Interior design, le pareti diventano trasparenti e «flessibili»


Soluzioni e strategie che funzionano tanto più negli spazi piccoli. Certo, è difficile ottenere gli effetti spettacolari raggiunti da Ludwig Mies van der Rohe nel Padiglione di Barcellona per l’Expo del 1929, «ma adesso anche negli appartamenti piccoli si possono fare ottimi lavori e creare belle sorprese», osserva Piero Lissoni. «Da quando faccio questo mestiere, il mio primo consiglio è sempre quello di eliminare gli spazi inutili – dice l’architetto –. Quando distribuisco una casa, riduco al massimo il numero dei corridoi, che forse avevano senso un tempo, quando le case erano vissute con altri ritmi e altre ritualità». Per Lissoni l’obiettivo è tenere le case il più possibile aperte. Via dunque le pareti, sostituite ad esempio da arredi a centro stanza o pareti temporanee, possibilmente trasparenti. «Una delle cose che ci ha insegnato l’architettura modernista è far dialogare i luoghi – aggiunge Lissoni – che siano le stanze di una casa oppure l’interno con l’esterno.

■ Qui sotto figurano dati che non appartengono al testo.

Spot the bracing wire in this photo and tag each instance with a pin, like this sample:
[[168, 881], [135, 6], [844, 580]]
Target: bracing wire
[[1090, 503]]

Laddove si può, consiglio sempre di mettere in comunicazione gli spazi, buttare giù i muri e far entrare la luce, che è il vero lusso di oggi».

Aprite quella porta!

In quest’ottica, anche le porte assumono un significato diverso: oltre a chiudere e collegare stanze definite, oggi diventano dei separé tra spazi diversi all’interno di un unico ambiente ideale, grazie anche a soluzioni tecnologiche un tempo impensabili e spesso mutuate dai luoghi di lavoro. In vetro, scorrevoli, a soffietto, a scomparsa, a rotazione: oggi le proposte sul mercato sono innumerevoli e sofisticate, così come quelle di partizioni mobili. «Questi elementi ci consentono di lasciare aperti gli spazi quando voglio farli dialogare e chiuderli quando necessario», spiega Lissoni . Sono quasi più soluzioni di architettura che di arredamento e permettono di ottenere risultati molto belli anche in piccoli appartamenti.

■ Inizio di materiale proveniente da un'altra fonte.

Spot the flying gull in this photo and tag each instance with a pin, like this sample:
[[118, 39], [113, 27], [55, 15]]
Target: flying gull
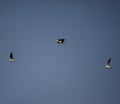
[[60, 41], [108, 66], [11, 58]]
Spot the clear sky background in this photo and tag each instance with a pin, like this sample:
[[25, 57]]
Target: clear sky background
[[48, 73]]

Spazi virtuali e spazi reali

Per Roberto Palomba, il tema oggi è passare dal divisorio allo schermo. «Le librerie mi sembrano un elemento superato: le partizioni mobili oggi sono altre – dice l’architetto –. Preferisco usare le piante, che funzionano anche come filtri per la luce. Oppure le tende, ad esempio al posto delle ante di un armadio, per spezzare la rigidità dei muri». Anche l’uso dei paraventi è tornato di moda, ma con un valore diverso rispetto alla funzione di privacy che avevano nei contesti Liberty di inizio ’900. «Oggi diventano vere e proprie decorazioni, come quadri sospesi in mezzo alla stanza – spiega –. Elementi nomadi e leggeri per creare una seconda stanza quando serve o dividere in modo garbato zona pranzo e zona giorno».